The structure of the temple is circular in shape and is strickingly similar to the Indian Parliament House known as Sansad Bhawan. It seems that the British architects drew inspiration from this temple in designing and building the Parliament House. Most of the Hindu temples are based on square or rectangular plan. Circular temples are very rare.
The temple is located on a hill which is about 100 feet high. There are 100 steps leading to the entrance of the temple. The temple is externally circular in shape with a radius of 170 feet (52 m). There is a circular open mandapa in the centre, separated by a pillared courtyard. Unlike the Parliament House that has pillars on the outer verandah, the Mitawali Temple has pillars around the outer circumambulator path that opens into the central courtyard.
Within its interior part there are 64 small chambers, each with an open mandapa. The roof of the entire structure is flat including that of central mandapa. The outer walls of the temple is decorated with numerous images of Hindu Gods and Goddesses.
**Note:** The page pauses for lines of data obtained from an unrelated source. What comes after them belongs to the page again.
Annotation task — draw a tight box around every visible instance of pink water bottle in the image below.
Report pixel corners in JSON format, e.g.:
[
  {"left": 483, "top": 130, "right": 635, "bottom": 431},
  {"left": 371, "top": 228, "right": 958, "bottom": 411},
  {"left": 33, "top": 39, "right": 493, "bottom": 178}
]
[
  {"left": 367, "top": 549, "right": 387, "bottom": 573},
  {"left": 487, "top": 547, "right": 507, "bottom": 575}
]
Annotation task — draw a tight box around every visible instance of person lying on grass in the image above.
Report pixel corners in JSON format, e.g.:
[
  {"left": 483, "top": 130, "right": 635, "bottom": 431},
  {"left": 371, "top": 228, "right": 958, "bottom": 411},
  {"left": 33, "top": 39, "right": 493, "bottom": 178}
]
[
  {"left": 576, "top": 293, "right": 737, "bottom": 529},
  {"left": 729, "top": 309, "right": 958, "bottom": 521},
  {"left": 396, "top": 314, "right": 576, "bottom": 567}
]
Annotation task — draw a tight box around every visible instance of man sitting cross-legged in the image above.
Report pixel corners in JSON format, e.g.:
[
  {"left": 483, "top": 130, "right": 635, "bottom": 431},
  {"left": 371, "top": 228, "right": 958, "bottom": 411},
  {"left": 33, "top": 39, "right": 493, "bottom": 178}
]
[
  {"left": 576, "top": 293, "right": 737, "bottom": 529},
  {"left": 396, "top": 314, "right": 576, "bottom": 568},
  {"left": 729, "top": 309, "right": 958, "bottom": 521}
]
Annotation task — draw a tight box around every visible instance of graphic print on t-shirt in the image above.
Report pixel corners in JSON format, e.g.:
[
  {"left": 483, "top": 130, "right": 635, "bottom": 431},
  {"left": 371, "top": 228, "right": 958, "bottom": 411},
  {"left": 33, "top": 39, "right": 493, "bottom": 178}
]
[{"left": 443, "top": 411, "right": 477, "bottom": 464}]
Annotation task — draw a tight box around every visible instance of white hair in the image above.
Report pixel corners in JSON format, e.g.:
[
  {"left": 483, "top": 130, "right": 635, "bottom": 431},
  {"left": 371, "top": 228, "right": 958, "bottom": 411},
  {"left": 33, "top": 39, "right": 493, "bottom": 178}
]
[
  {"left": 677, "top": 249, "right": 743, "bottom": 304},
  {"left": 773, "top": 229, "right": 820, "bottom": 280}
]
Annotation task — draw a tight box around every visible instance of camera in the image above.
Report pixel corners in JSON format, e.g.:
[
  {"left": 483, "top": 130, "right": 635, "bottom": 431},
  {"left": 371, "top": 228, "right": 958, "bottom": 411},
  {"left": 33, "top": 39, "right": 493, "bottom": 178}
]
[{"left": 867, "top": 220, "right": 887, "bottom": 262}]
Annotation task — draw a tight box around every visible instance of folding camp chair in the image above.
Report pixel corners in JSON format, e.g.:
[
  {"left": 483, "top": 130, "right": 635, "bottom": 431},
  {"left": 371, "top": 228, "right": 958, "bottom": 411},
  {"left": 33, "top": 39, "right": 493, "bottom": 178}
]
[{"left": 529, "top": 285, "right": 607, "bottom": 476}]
Each of the 64 chambers in the outer circle has an image of Shiva deitified in it in the form of a Shivalinga. The central shrine is dedicated to Yogini. There was a time when each chamber also had an image of yogini accompanying Shiva. While some yogini murtis were stolen, some others are adorning Indian museums. It is said that the roof over the 64 chambers and the central shrine had towers or shikharas which were probably removed during later modifications. Within the main central shrine there are slab coverings which have perforations in them to drain rainwater to a large underground storage. The design of the temple has withstood earthquake shocks, without any damage to its circular structural features, in the past several centuries.
The Chausath Yogini Temple was once a well-known centre of Tantricism and still tantric rituals and yajnas are performed here. It is said that the temple was also a seat of education of astrology and mathematics.